What Electric Utilities Need to Know About Natural Gas Infrastructure

As of July 3, 2017 EPA’s methane leak repair rule appears to be in effect after the U.S. Court of Appeals for the District of Columbia ruled against the Trump administration’s attempts to toss out the rule. Increasingly states are imposing their own leak detection and repair on compressor stations and natural gas pipelines. Even if EPA decides to re-propose a methane rule with far more reasonable compliance dates, maintenance and repairs may still be an issue for some locations.

Utilities should look at three specific concerns in states that already have >60% natural gas generation:

  1. baseload coal plant closure sequencing;
  2. readiness of natural gas storage for utilities to meet winter/summer peak hours under new safety regulation; and
  3. whether gas infrastructure (storage, compressor stations and pipelines) has adequate “work arounds” or gas re-routing to serve power plants during safety or PHMSA/EPA mandated repairs.

The third concern may be the biggest. PHMSA’s new storage safety standards for natural gas storage locations were motivated by Aliso Canyon’s three-month uncontrolled natural gas leak. It is not yet known how many of the nation’s >400 natural gas storage locations might need repairs to meet the new PHMSA standards. In mid-July, the state approved Aliso to reopen but only to operate at approximately 30% of its normal capacity.  If Aliso Canyon’s safety check process is indicative, the six tests took about one month to complete on each well. More than a year after the leak was stopped, only about 34 of the 114 wells are cleared for operation. About 80 more wells await checkup and some will likely need safety upgrades. The nation’s gas storage facilities need similar assessments.

Recently Harvard’s Chan School of Public Health[1] looked at natural gas storage facilities and asserted that many storage locations are designed very similarly to Aliso Canyon’s re-purposed design.
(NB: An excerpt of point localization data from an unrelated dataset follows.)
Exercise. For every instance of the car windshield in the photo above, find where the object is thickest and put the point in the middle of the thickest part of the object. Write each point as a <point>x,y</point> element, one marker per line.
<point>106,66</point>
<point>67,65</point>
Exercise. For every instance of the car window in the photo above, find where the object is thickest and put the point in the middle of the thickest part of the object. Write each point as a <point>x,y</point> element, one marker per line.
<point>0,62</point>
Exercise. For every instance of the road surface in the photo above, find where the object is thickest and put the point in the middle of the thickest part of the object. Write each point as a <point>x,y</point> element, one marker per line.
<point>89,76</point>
The study suggests 210 active but “re-purposed” oil/gas wells are like Aliso Canyon and might be problematic. While we shouldn’t jump to hasty conclusions because there is no indication the other storage facilities and wells are leaking, at a minimum Harvard’s paper begs for more information. Utilities need to better understand their own unique circumstances. Harvard suggests wells in Ohio, Pennsylvania, New York and West Virginia need the highest priority in self-assessments since they don’t have cement zonal isolation methods. I don’t know if Harvard is right or wrong, but their report makes me want to know more about gas storage.

Shouldn’t more be understood about gas storage before making power plant retirement or conversion decisions? Electric utilities have special reliability obligations—serving residential customers, hospitals, data centers, and industrial customers.
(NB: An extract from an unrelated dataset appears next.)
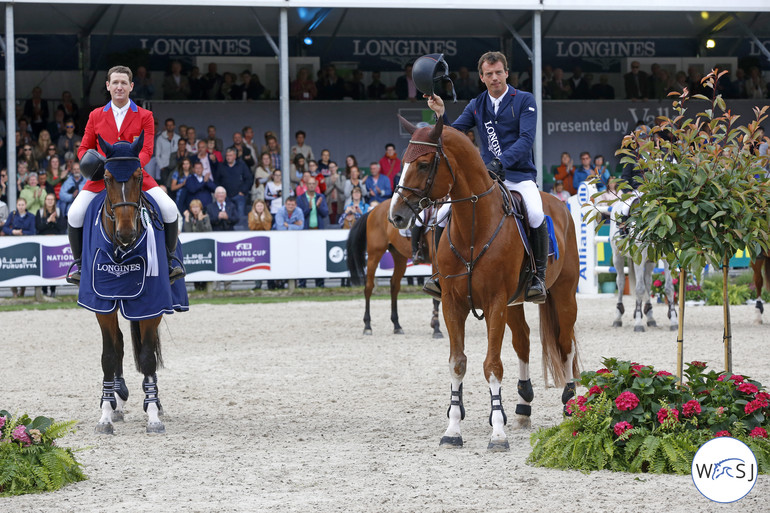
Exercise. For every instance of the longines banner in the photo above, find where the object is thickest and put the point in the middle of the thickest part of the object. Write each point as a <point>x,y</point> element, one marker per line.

Together these considerations suggest utility managers learn more about their natural gas suppliers, gas storage, and the compressor station infrastructure supporting gas delivery to their power plants. Taking a compressor station down might require a methane “blowdown” or safety evacuation affecting pipelines between 5 and perhaps 20 miles away. What happens to the power plant during an unscheduled methane “blowdown”[2] on the pipeline? Is there pipeline re-routing?